During the last recession the price of platinum fell below the price of gold, an occurrence that usually only happens during crises - the last time it happened was in the 1970's when the world's main economic drivers, the US and Europe were going through recessionary periods of low growth, high unemployment, high debt levels and oil prices.
The more recent inverse relationship between gold and platinum dominated the period of August 9, 2011 to January 2013. Prior to that, since 1986 the price of platinum always exceeded gold with the exception of very few brief periods but even then the difference was marginal. What this means is that the current economic climate is not as rosy as it's made out to be - the factors now driving gold closer to platinum are the same ones that come into play during times of economic uncertainty (central bank buying, inflation leads to lower confidence in the dollar, causing people to jump onto the bullion bandwagon).
Platinum versus GoldFor bullion buyers, the platinum group metals (pt, pd, rh) provide an interesting alternative to gold but a couple other key factors to consider may make gold the safer option. In 2008 when rhodium hit $10,000 an ounce before hitting rock bottom a year later (2009 average $1500) investors lost interest in the white metal. In a healthy economy, demand for platinum and palladium will still be there since both rely on industrial (catalytic converters) and high end markets (white gold plating, platinum jewelry); however, yearly demand in general is not nearly as high as it is for silver or gold; 2012 platinum demand was about 6 million ounces, 7 million ounces for palladium which is only a fraction of the 155.4m ounces of gold, 1.16b ounces of silver consumed.

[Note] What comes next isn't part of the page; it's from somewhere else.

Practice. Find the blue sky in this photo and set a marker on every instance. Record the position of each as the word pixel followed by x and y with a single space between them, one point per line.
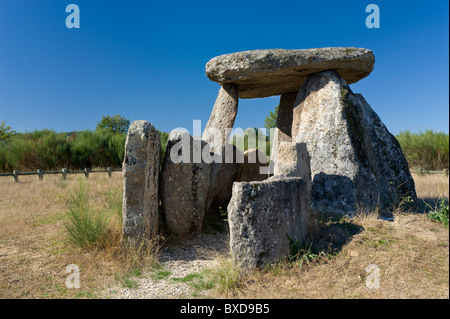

2012 exit year - Global reserves of platinum group metals total 2.328 billion ounces (2013 Mineral Commodity Summaries: 66m kg, annual production represents 0.6% of this) versus 1.799 billion ounces for gold (annual production represents 5% of this). This doesn't sit well with me given that production of gold is some eight times greater than all platinum group metals combined. As an investor what this tells you is that it's a lot easier to raise mine output to either match higher demand /or to put downward pressure on the price, than it is for gold. At current prices, gold is just as rare as the platinum group metals but demand remains many times greater. This is precisely why the rhodium crash of 2008 could never happen to gold (rhodium supply increased substantially as miners saw an opportunity to sell at higher prices but it turned out that demand was not nearly as strong as anticipated). Platinum may be brighter but from an investment perspective gold still outshines it.
Demand for platinum has a shiny future - light vehicle production is expected to increase by 13.6% over the next three years, with each vehicle needing a catalytic converter containing four grams of platinum and palladium what that amounts to is an additional 1.54 million ounces of pt/pd demanded.